In the early years of her career, Shanahan worked for United Press; for Walter Cronkite, then a young radio correspondent, who hired and mentored her when many others refused to employ women; for an economics newsletter, and for The Journal of Commerce, a DC-based business newspaper, where she developed her economics beat. During the Kennedy administration she spent a year as a spokesperson for the Treasury Department before being hired into the Washington bureau of the Times as an economic correspondent. She wanted to be an editor, she recalled, but during her hiring interview with Clifton Daniel, then the Times' managing editor, she "gushed" that her only aspiration was to be a reporter at the Times. She said Daniels replied, "That's good, because I can assure you that no woman will ever be an editor at The New York Times."
A self-possessed woman with a quick wit and a sometimes acid temper, she was an assertive, persistent reporter who more than held her own in the otherwise all-male preserve of Washington economics reporting at the time.

She was widely esteemed for being able to clearly explain complex information on such topics as tax policy, mutual funds and the federal budget, and she had many front-page stories. "I'm not a talented writer", she once said. "I just never turned a phrase that took anybody's breath away in my whole life. But I can work hard and think hard until I understand something so well I can explain it to almost anybody. And I care enough to do that. An awful lot of that is caring." She was particularly proud of her coverage of possible tax fraud by then-President Richard Nixon, and she also reported on the Equal Rights Amendment and other feminist efforts in the 1970s.

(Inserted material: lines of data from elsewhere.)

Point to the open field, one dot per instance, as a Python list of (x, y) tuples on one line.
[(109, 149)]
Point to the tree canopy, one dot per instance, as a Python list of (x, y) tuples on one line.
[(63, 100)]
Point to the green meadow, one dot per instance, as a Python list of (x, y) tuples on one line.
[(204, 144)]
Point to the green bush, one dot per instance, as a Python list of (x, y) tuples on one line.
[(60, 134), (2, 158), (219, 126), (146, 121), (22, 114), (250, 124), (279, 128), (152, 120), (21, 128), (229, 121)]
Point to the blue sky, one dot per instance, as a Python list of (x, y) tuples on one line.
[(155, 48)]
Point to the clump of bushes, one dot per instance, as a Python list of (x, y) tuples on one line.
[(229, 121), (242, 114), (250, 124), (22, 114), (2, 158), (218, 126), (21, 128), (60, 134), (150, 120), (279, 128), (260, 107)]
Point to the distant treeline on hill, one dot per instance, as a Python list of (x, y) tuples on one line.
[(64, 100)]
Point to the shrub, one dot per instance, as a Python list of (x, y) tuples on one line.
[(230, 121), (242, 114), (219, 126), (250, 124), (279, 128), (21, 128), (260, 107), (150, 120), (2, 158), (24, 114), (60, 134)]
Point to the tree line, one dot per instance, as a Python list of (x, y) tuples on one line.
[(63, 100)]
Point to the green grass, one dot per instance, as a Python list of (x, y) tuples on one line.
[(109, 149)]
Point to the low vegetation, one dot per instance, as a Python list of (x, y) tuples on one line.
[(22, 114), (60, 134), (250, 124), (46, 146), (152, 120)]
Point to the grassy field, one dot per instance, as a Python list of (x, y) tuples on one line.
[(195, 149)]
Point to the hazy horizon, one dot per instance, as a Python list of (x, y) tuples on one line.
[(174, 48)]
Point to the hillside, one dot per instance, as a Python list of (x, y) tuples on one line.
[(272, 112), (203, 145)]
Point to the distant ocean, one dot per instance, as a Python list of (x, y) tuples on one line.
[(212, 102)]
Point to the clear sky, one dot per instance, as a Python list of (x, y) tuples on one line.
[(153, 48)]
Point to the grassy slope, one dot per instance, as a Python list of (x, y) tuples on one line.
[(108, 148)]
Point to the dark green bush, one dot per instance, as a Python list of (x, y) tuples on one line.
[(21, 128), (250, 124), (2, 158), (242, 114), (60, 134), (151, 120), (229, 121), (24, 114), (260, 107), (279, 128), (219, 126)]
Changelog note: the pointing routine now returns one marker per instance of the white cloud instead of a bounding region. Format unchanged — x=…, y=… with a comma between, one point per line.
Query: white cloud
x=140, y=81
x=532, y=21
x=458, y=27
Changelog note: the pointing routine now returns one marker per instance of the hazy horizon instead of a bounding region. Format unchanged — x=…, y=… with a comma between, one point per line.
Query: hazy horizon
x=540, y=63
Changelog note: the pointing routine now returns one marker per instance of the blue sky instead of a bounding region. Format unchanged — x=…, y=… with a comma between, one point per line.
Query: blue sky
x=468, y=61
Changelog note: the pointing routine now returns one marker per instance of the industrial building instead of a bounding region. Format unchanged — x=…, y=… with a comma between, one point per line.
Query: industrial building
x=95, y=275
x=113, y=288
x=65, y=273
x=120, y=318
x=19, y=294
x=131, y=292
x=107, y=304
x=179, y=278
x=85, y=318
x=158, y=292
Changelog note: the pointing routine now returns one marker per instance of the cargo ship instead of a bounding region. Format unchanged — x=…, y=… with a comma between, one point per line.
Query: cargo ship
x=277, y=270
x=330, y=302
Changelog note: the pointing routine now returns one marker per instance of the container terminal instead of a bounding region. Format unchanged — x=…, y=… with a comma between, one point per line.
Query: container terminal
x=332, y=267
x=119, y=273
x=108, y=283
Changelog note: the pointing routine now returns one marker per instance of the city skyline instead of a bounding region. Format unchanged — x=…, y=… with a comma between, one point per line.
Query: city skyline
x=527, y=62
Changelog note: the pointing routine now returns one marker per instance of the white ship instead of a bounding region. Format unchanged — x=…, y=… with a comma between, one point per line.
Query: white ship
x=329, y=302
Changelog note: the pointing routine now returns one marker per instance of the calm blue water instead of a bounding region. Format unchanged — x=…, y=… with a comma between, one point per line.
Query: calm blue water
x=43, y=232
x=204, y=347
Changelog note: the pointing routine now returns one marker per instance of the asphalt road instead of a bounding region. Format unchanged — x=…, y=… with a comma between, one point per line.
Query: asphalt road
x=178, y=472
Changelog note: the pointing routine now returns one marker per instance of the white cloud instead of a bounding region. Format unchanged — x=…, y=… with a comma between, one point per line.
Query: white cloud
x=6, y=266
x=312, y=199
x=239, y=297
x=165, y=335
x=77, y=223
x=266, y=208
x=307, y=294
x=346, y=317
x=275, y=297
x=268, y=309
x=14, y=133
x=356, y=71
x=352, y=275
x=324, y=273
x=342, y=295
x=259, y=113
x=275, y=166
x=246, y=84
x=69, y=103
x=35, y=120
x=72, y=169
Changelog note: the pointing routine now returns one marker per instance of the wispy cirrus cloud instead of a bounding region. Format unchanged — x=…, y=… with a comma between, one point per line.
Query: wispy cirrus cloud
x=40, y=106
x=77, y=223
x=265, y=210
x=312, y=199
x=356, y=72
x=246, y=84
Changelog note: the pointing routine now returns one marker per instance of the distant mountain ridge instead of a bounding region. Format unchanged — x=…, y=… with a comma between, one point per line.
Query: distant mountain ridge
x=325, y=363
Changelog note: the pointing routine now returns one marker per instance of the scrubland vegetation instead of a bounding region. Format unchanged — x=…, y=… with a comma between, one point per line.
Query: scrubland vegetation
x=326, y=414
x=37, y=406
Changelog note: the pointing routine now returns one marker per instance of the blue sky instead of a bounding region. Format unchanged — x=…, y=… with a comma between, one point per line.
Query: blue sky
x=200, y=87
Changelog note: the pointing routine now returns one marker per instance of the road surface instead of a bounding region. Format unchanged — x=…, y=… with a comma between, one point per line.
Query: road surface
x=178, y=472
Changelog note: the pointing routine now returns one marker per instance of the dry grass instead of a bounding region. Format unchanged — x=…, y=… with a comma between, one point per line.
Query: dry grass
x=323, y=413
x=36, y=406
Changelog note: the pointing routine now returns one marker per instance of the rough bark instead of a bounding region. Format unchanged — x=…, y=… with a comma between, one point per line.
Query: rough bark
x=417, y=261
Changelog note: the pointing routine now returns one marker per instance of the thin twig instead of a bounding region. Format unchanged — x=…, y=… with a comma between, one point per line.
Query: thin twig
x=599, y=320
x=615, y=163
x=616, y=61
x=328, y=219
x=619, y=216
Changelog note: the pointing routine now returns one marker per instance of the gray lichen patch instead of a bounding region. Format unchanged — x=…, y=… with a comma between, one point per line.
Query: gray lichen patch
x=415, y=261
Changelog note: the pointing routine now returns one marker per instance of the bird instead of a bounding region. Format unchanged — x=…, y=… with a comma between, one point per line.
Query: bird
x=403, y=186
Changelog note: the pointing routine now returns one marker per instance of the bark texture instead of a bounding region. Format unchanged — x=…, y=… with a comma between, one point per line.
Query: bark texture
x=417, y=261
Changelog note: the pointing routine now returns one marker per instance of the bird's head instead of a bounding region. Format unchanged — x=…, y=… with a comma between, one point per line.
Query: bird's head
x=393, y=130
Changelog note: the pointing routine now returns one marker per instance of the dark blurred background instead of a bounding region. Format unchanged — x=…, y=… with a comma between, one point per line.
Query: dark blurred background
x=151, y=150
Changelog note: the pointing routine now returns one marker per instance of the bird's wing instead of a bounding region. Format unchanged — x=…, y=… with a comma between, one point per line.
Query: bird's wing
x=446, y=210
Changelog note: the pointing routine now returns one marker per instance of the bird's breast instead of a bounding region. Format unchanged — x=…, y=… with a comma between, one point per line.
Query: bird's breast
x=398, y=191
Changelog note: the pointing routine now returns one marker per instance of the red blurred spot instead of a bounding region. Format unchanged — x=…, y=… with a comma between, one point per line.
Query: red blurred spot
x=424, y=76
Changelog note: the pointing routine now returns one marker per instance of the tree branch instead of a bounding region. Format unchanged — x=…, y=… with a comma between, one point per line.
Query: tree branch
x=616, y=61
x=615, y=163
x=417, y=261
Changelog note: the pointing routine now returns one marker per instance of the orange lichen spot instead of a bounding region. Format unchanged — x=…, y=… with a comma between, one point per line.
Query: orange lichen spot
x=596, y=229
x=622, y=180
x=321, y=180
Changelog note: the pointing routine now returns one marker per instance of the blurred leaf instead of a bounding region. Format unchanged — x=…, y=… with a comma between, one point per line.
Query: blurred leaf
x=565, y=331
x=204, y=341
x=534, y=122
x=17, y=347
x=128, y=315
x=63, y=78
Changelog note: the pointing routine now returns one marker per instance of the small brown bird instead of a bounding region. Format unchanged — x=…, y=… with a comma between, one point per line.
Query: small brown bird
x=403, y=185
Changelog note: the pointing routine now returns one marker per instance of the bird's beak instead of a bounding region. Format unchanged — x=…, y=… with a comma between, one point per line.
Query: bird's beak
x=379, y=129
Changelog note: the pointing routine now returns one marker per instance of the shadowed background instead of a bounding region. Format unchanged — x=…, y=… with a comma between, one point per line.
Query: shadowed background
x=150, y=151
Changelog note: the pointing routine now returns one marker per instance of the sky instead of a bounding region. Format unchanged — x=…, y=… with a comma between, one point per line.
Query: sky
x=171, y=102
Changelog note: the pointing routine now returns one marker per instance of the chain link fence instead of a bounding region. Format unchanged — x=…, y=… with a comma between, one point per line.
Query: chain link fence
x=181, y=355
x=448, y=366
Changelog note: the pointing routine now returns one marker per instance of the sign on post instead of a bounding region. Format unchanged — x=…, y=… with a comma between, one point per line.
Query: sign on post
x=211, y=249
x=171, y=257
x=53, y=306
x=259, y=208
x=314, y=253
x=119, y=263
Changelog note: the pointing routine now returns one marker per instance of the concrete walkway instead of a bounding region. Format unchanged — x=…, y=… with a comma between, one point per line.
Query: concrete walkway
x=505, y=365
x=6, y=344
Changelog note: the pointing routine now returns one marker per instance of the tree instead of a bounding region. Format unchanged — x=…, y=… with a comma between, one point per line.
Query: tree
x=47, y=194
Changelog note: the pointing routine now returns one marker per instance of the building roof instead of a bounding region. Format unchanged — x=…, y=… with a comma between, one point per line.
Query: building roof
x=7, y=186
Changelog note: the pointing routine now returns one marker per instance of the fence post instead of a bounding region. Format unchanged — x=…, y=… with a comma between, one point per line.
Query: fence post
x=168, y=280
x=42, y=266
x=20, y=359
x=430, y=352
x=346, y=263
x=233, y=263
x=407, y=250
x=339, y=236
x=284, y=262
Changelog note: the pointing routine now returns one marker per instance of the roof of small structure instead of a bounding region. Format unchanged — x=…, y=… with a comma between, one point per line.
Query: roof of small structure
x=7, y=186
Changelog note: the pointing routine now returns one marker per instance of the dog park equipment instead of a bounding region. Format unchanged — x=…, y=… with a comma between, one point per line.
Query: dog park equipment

In 1974, despite her prominence, she learned that of 31 reporters in the Times Washington bureau, her salary was sixth from the bottom; only one man, who had decades less experience, was paid less. Around the same time, despite believing it would hurt her career, she agreed to become a named plaintiff in a class-action lawsuit begun by Times women in New York alleging longstanding patterns of discrimination in hiring, promotion, and pay. The suit was settled in 1978 after Shanahan had left the Times to serve two years as assistant secretary for public affairs at the U.S. Department of Health, Education and Welfare during the Jimmy Carter administration. She later was an assistant managing editor at The Pittsburgh Post-Gazette and The Washington Star, covered tax issues for Congressional Quarterly, became the first executive editor for Governing magazine, and spent three years with the St. Petersburg Times, finally retiring in 1994 as its Washington bureau chief.